Opinion

Editorial
Tortured silence on Australia’s part in US rendition policy

The important thing, you would deduce from senate estimates on Thursday, is that the attorney-general is okay. The night before, George Brandis survived through silence questions of his party’s complicity in the torture of Australian citizens.

“You don’t expect to run into a terrorist at a human rights awards event,” he told the senate after former Guantanamo Bay detainee David Hicks confronted him at an Australian Human Rights Commission dinner.

“I assumed it was a heckler, which of course it was … I had no idea what he was saying. I had no idea who it was, and I didn’t for a moment feel threatened by it.”

Australian Federal Police Commissioner Andrew Colvin said officers were there to protect Brandis, and Hicks was cautioned at the event: “Obviously we are always … concerned about the dignity of the individual and the dignity of the office as well.”

Hicks’s heckle was inelegant, but its content was wholly reasonable. “Hey, my name is David Hicks. I was tortured for five-and-a-half years in Guantanamo Bay in the full knowledge of your party. What do you have to say?”

There is now an appalling credibility to claims Australian citizens were tortured while imprisoned by the United States. In addition to Hicks, Australian detainee Mamdouh Habib has detailed mistreatment in which he was threatened with dogs and prostitutes and strung from a ceiling for extended periods.

But what is more appalling is the mounting evidence of Australia’s assistance in the processes that led to this torture.

The long-withheld US senate report on the CIA’s conduct in the wake of the September 11 terrorist attacks was released this week. Although information in the report is heavily redacted, crosschecking with other references proves Australia’s involvement in enabling rendition of suspects.

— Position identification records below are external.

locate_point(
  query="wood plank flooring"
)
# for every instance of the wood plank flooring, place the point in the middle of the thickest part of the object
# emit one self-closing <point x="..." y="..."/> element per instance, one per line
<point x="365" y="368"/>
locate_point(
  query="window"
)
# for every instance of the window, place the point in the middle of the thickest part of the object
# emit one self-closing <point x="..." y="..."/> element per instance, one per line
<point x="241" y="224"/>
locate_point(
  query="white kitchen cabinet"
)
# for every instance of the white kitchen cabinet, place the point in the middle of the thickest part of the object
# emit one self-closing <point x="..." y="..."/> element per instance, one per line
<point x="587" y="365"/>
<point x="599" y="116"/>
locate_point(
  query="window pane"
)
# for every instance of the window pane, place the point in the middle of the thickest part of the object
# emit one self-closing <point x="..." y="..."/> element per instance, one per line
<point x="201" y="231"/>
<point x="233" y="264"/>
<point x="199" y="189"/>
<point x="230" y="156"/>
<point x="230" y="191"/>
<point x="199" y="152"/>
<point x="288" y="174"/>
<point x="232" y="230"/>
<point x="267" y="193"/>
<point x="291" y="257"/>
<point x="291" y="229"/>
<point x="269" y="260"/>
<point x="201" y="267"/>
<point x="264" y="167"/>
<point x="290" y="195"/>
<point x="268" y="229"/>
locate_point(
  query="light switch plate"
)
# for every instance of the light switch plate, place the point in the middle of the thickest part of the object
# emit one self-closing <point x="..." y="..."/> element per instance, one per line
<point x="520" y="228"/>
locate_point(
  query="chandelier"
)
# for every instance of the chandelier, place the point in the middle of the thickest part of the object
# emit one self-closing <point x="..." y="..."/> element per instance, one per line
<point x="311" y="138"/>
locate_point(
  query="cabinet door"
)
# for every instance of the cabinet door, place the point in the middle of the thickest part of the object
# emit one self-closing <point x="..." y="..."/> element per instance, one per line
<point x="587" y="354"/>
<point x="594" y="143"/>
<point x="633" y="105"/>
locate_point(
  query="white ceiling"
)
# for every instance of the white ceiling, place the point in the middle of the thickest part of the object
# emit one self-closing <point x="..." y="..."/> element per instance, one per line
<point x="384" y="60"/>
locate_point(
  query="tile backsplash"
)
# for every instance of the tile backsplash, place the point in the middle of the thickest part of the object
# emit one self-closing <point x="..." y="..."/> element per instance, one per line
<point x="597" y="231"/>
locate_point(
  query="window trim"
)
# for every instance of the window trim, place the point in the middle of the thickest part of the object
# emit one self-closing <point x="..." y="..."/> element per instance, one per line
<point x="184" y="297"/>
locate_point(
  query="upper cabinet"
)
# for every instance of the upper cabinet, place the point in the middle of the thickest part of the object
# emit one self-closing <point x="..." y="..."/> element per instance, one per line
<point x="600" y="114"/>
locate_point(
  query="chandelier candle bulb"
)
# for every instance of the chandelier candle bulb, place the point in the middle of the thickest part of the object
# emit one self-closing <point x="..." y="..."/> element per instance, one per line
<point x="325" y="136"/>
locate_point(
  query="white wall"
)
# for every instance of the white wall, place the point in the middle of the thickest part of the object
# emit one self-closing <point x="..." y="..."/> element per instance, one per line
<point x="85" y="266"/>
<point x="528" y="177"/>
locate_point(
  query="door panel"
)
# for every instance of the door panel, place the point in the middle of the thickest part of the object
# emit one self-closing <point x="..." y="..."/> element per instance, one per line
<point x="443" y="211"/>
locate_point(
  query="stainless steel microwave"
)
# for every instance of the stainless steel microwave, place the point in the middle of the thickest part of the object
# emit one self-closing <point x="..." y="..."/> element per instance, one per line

Extraordinarily, more than one-quarter of the world’s countries assisted the US with rendition in this period. Among them: Canada, Germany, Hong Kong, Indonesia, Ireland and Britain.

Moreover, the report shows a network of secret CIA prisons in Afghanistan, Poland, Lithuania, Romania and Thailand. The CIA was also permitted to torture detainees in the prisons of Egypt, Syria, Libya, Pakistan, Jordan, Morocco, Gambia, Somalia, Uzbekistan, Ethiopia
and Djibouti.

The list of “enhanced interrogation techniques” is grim: waterboarding; sleep deprivation; confinement in boxes; a series of “facial holds”, “insult slaps”, “attention grasps” and “wallings”; forced insertion of food and liquids into detainees’ rectums; the use of various “stress positions”; and “conditioning” measures including restriction of diet and extended periods of forced nudity.

Unsurprisingly, the report concluded that torture was ineffective in procuring usable information from suspects. It adds to a significant body of evidence already of the same view.

What is surprising is the scale of global support for the US’s practices through this time. What is terrible is Australia’s place among that number. 

Hicks raised a pertinent question for Brandis and for the Howard government in which he was a minister: “What do you have to say?”